As a chartered 747 jet departed New York Saturday with the largest single shipment so far of aid for the zone in Africa ravaged by the deadly Ebola virus, former President Bill Clinton said it was a "good beginning."

A day before his Clinton Global Initiate charity was to kick off its 10th annual meeting in the Big Apple, Clinton acknowledged during a conference call with reporters that "We're still a little behind the curve but we're getting there," according to a report by Reuters.

Coordinated by the CGI and other aid organizations from the United States, the supply flight lifted off from John F. Kennedy International Airport bound for West Africa, where Ebola has been spreading exponentially, .

"We're going to have to do whatever it takes to contain the epidemic," Clinton said, noting new initiatives from the U.S., Britain, France and other countries to help fight the epidemic.

"It's a sprawling, growing thing. But at least they're putting the infrastructure in and have shown a willingness to put some money behind it," he said in the Reuters piece.

Government officials and local aid workers are expected to receive the shipment of 170 pallets of gloves, gowns and other protective equipment for medical providers -- which will then be distributed to about 200 healthcare facilities on Monday, Thomas Tighe, chief executive of the California-based aid group Direct Relief, which collected the 100 tons of emergency medical aid, told Reuters.
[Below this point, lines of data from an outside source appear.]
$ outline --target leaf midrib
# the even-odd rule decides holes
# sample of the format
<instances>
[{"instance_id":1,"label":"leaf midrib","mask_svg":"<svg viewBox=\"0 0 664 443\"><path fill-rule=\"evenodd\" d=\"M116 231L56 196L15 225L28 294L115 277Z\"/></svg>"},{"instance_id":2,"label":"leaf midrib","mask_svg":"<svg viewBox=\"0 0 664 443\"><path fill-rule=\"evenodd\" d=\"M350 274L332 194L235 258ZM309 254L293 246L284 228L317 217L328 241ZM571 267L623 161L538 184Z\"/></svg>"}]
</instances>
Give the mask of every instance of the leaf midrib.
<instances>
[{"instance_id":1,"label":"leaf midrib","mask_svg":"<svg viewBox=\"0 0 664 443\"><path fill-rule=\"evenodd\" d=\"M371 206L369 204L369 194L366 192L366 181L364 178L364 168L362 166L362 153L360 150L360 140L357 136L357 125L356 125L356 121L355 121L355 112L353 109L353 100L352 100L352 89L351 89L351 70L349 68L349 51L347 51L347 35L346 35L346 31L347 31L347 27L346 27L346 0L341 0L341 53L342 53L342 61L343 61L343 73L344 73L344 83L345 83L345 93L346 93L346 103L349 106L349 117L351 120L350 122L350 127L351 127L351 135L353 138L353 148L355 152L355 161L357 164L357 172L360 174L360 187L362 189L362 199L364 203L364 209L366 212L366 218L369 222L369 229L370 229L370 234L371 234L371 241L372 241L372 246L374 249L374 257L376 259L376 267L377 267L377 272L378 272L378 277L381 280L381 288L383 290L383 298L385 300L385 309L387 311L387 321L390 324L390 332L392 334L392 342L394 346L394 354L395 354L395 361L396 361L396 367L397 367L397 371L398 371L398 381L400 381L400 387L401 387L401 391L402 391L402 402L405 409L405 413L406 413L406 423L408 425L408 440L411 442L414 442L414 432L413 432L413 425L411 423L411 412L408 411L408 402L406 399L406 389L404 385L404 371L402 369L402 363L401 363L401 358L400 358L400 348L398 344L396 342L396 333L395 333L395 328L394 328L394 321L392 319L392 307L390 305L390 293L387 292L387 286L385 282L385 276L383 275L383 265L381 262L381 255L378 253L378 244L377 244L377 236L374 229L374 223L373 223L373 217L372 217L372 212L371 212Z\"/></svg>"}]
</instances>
In a brief ceremony before the 747 taxied down the runway at JFK, Augustine Kpehe Ngafuan, Liberia's minister of foreign affairs, announced the aid shipment "will translate into saving lives ... We have been able to place men on the moon. Let us do a similar thing for mankind. I appeal to the international community."

Since the outbreak was detected in March, Ebola has infected at least 5,357 people, mostly in Guinea, Sierra Leone and Liberia, and killed an estimated 2,630, according to the World Health Organization, the Reuters report said.

President Barack Obama recently announced the U.S. would send 3,000 troops to West Africa, including a major deployment in Liberia, to help manage the outbreak.